The Chennai-based pharma major Orchid Chemicals & Pharmaceuticals Ltd. (Orchid) has announced its plans to raise up to USD 75 million to fund its long-term growth plans, including further diversification, strengthening its foray into the US generics and other regulated markets and setting up of additional US FDA complainant infrastructure for drug development.

The company sources said the funds raised through Foreign Currency Convertible Bonds (FCCBs) in the international markets, would be utilized to further diversify and strengthen its foray into the US generics and other regulated markets. Additionally, the company will establish new US FDA compliant infrastructure to develop and manufacture drugs in diverse therapeutic groups, with emphasis on non-penicillin, non-cephalosporin products.

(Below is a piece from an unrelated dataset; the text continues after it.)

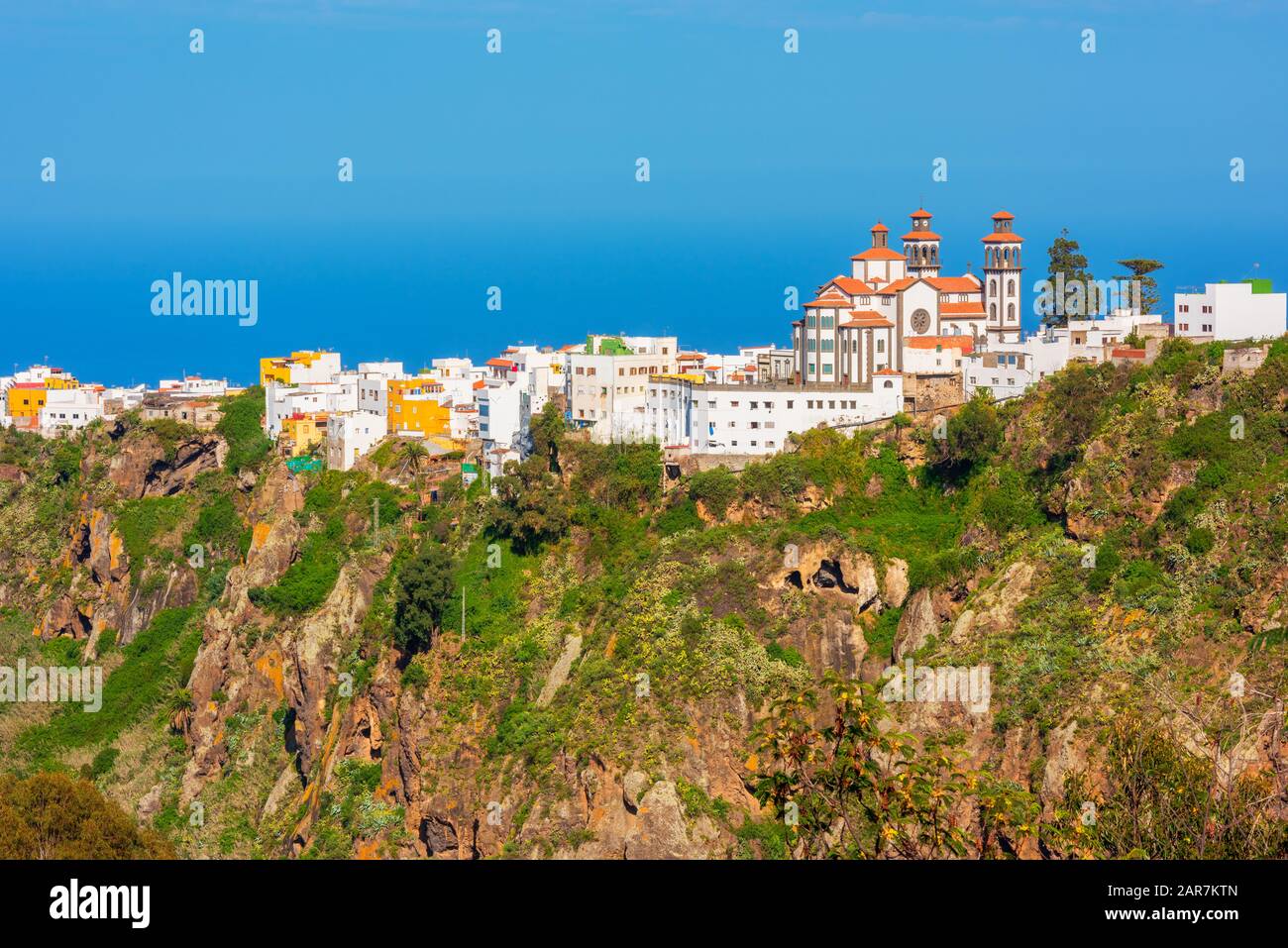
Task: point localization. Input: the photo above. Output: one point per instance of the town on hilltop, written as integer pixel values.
(893, 337)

‘Orchid has already drawn up project plans in this area based on select products, which offer considerable market potential. In addition, Orchid would be utilizing part-proceeds to accelerate drug discovery programs, which have already generated interesting leads, now in advanced pre-clinical evaluation’ said the sources.

Orchid had earlier implemented an investment strategy involving participation from Schroder Ventures & International Finance Corporation, under which US FDA complaint facilities have been established for cephalosporin bulk drugs and formulations.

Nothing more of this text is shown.